The FTC in early 1978 invited public comment on possible trade regulations that could ban all televised advertising directed to children. After the start of the rule-making proceedings, including full public hearings, the advertising industry demanded that Pertschuk disqualify himself. The complaint cited statements made by Pertschuk to show that he could not be an "impartial arbiter" but Pertschuk refused to disqualifty himself and the commission refused to order him disqualified.
U.S. District Court Judge Gerhard Gesell ordered Pertschuk to disqualify himself out the U.S. Circuit Court of Appeals here reversed Gesell last Dec. 27, ruling by a 2-to-1 vote that Pertschuk's discussion of the matter "is not sufficient to disqualify an administrator."
In another decision with potentially great impact on antitrust law, the justices said they will hear the appeal of three corrugated container manufacturers who may face paying a lion's share of more than $5 billion in damages.

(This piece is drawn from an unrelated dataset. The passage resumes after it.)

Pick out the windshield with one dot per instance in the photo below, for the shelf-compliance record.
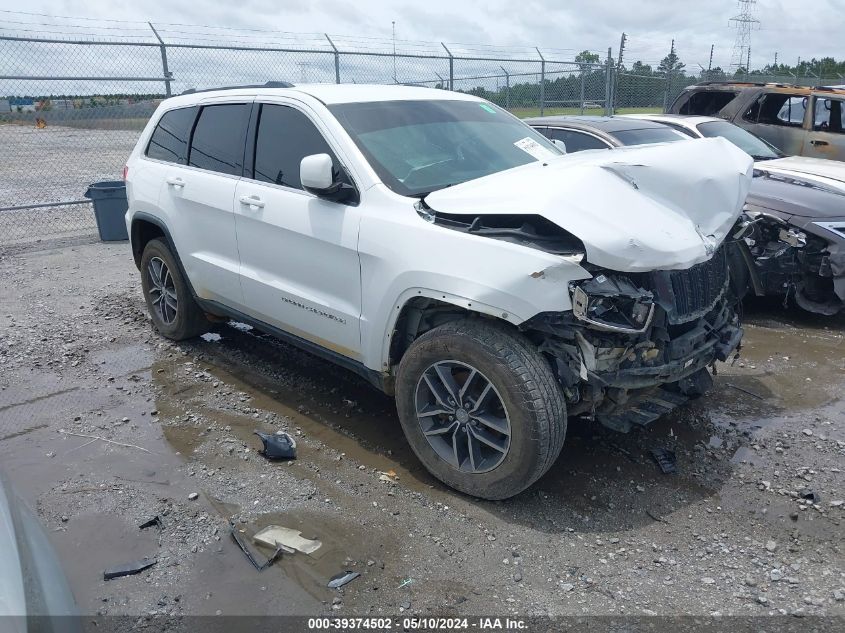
(743, 139)
(644, 136)
(417, 147)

Lower courts ruled that, under antitrust laws, the three manufacturers cannot seek to limit their potential liability to their supposed role in an alleged price-fixing conspiracy by 37 manufacturers. Georgia-Pacific Corp., Westvaco Corp. and Packaging Corp. of America are among the 37 corrugated container manufacturers named in one or more of about 60 antitrust suits.
The consolidated suits, alleging that from 1960 to 1978 the 37 companies participated in a nationwide conspiracy to fix prices, have not yet gone to trial. At least 29 of the manufacturers have settled out of court in settlements totaling more than $300 million, reportedly the largest antitrust settlement in history.

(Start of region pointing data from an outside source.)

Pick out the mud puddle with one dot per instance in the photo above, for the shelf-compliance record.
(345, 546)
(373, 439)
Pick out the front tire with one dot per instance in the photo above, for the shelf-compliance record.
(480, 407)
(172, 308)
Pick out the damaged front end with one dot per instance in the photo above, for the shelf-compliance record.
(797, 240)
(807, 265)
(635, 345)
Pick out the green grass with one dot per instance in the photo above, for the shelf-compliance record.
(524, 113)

The court also agreed to review a separate case involving alleged sex discrimination. In it, Northwest Orient Airlines is asking the court to rule that labor unions can be held partially liable in a sex bias lawsuit when then cause an employer to pay male employes more than female employes.

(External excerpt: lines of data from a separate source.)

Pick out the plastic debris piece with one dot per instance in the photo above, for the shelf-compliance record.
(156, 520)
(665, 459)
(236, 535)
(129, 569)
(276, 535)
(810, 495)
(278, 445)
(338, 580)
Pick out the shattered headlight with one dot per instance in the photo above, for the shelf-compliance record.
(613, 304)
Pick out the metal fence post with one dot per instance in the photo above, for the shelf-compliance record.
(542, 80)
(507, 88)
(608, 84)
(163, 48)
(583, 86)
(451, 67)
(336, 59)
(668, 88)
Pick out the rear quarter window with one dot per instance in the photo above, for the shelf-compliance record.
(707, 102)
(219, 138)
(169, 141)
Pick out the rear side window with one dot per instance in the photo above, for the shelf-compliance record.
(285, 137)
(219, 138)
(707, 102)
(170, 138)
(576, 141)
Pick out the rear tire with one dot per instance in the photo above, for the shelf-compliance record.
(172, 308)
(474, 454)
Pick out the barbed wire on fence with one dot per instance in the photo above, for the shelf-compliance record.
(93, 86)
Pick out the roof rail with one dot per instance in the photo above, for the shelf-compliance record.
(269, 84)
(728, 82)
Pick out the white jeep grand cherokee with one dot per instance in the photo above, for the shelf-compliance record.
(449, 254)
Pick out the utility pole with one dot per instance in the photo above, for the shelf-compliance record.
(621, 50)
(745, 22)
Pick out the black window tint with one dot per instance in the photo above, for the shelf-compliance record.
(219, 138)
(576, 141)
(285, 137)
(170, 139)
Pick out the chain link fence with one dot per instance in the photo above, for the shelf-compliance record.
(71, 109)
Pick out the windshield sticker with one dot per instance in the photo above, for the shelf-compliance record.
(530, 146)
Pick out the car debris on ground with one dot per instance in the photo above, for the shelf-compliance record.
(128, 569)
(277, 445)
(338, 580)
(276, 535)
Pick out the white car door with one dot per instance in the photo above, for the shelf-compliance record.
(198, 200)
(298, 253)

Northwest, found to have violated the Equal Pay Act of 1963, contends that the discrimination imposed against its female employes was caused by sexually discriminatory collective bargaining agreements with the Transport Workers Union and the Air Line Pilots Association. The justices said they will hear arguments in the Westvaco case.
In the railroad case, the court declined to lift a stay issued by a lower federal court that is holding up the merger of the Burlington Northern and the St. Louis-San Francisco railway companies.
The merger received the blessing of the Interstate Commerce Commission in April but the decision was challenged in the Fifth Circuit Court of Appeals by the Missouri-Kansas-Texas Railroad Co. (Katy). That court issued the stay delaying the consummation of the merger pending resolution of the appeals on an expedited basis.
Katy is contending that it would be injured by a merger of the BN and the Frisco. In approving the merger, the ICC imposed some conditions on the merger partners for two years to protect competing railroads in the area of trackage rights and routing to give them time to ajust to the new competition.
But it generally rejected the claims of harm raised by the competing railroads and declined to impose the kinds of protective provisions the agency used to consider. It was only the second merger case to reflect the changed ICC policy.